In patients with risk factors for methicillin-resistant S. aureus (MRSA) colonization (table 1), oral agents that cover local strains of MRSA are a reasonable choice [30]. Options for empiric oral therapy with activity against MRSA include trimethoprim-sulfamethoxazole (one to two double-strength tablets twice daily), clindamycin (300 to 450 mg four times per day), or doxycycline (100 mg twice daily). (See "Acute cellulitis and erysipelas in adults: Treatment", section on 'With an indication for MRSA coverage'.)

For patients with a digit that has been exposed to oral flora (nail biting, finger sucking), antibiotic coverage should include S. aureus, E. corrodens, Haemophilus influenzae, and beta-lactamase-producing oral anaerobic bacteria (table 2). Considerations regarding coverage for MRSA are the same as those discussed above.

Paronychia with abscess — Acute paronychia with abscess formation is generally treated with incision and drainage (algorithm 1). Several surgical techniques have been described, although there is no consensus among experts on the best procedure or on the need for topical or systemic antibiotic therapy following the abscess drainage [28]. However, given the increasing frequency of MRSA infections, we suggest that a pus culture be obtained for all drained paronychias.

In a prospective study, 46 patients (26 with paronychia with abscess, 17 with paronychia and felon, and 3 with felon) were treated with incision and drainage alone without oral antibiotics [31]. Forty-five patients were healed without complications at 45 days. The authors concluded that for patients who are not at risk for infectious complications, postoperative antibiotic therapy is not warranted.

Incision and drainage is often performed by the insertion of a number 11 surgical blade under the affected cuticle margin, after appropriate local anesthesia (digital block or ethyl chloride spray) (see "Digital nerve block"). Extension of the incision along the lateral nail fold is indicated if the infection is unilateral. Incisions along both sides of the nail may be necessary for runaround abscess.

Another method that can be used when the abscess is superficially located is to use a large-gauge needle and run it (bevel down) along the nail fold and into the abscess. In one report, a 23 or 21 gauge needle was used to lift the nail fold off the nail plate, allowing passive oozing of pus [32]. This procedure did not require local anesthesia.

A partial nail plate removal is usually performed for the treatment of paronychia associated with ingrown toenail. However, a partial or complete nail plate removal may also be needed for patients with abscess extending to the nail bed.

After incision and drainage, frequent warm soaks will help to maintain the patency of the incision and assist wound drainage. Drainage alone is sufficient for many cases of paronychia with abscess formation [31].

However, for more severe cases or in immunosuppressed patients, we administer a course of oral antibiotics following incision and drainage of the abscess. Antibiotic treatment is typically given for five days. When available, culture and susceptibility results should be used to tailor antibiotic therapy.

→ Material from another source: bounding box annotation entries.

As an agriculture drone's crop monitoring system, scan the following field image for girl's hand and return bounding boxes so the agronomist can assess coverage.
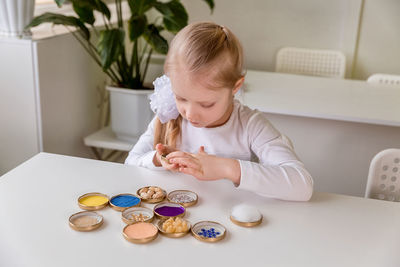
[167,146,240,184]
[153,144,178,171]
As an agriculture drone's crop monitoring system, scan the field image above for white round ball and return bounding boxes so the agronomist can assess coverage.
[231,204,261,222]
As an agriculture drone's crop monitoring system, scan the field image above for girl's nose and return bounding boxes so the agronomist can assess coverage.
[186,107,197,121]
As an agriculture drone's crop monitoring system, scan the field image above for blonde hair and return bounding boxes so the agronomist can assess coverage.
[154,22,244,147]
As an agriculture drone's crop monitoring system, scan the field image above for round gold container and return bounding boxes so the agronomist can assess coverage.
[121,207,154,224]
[136,185,167,204]
[230,215,262,227]
[109,193,142,211]
[153,202,186,220]
[78,192,110,210]
[68,211,103,232]
[167,190,198,208]
[122,222,158,244]
[157,220,191,238]
[191,221,226,243]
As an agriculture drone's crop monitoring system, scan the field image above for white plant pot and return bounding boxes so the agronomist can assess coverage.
[0,0,35,38]
[106,86,154,143]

The approach to selecting empiric antibiotic therapy is the same as for paronychia without abscess. (See 'Paronychia without abscess' above.)

Toenail paronychia — Acute paronychia of the toenails is usually associated with ingrowing nail or retronychia [16]. Treatment should be addressed to both the acute inflammation and the underlying condition. (See "Overview of nail disorders", section on 'Retronychia' and "Ingrown nails".)

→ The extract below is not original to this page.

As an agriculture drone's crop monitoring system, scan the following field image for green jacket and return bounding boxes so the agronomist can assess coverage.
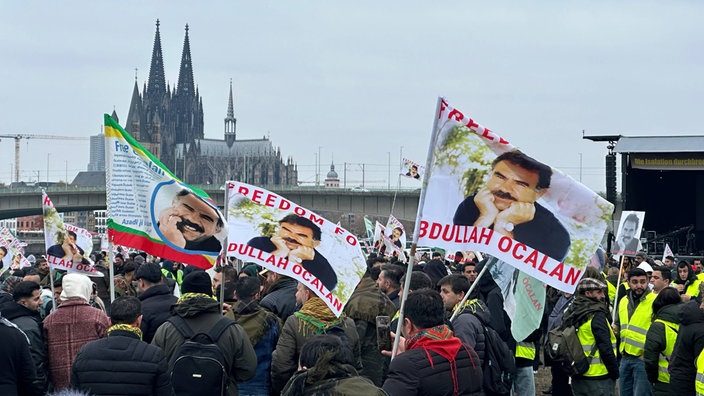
[344,276,396,386]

Drug-induced paronychia — In most cases, drug-induced paronychia without superimposed infection improves or regresses with dose reduction or withdrawal of the offending agent [33]. In patients with paronychia induced by EGFR inhibitors, which is in most cases mild, some experts suggest treatment with topical antibiotics and potent topical corticosteroids while continuing EGFR inhibitors, with a temporary discontinuation of the offending drug limited to the most severe cases [34].

Topical timolol may be beneficial for patients with periungual pyogenic granuloma complicating drug-induced paronychia [35,36]. (See "Pyogenic granuloma (lobular capillary hemangioma)".)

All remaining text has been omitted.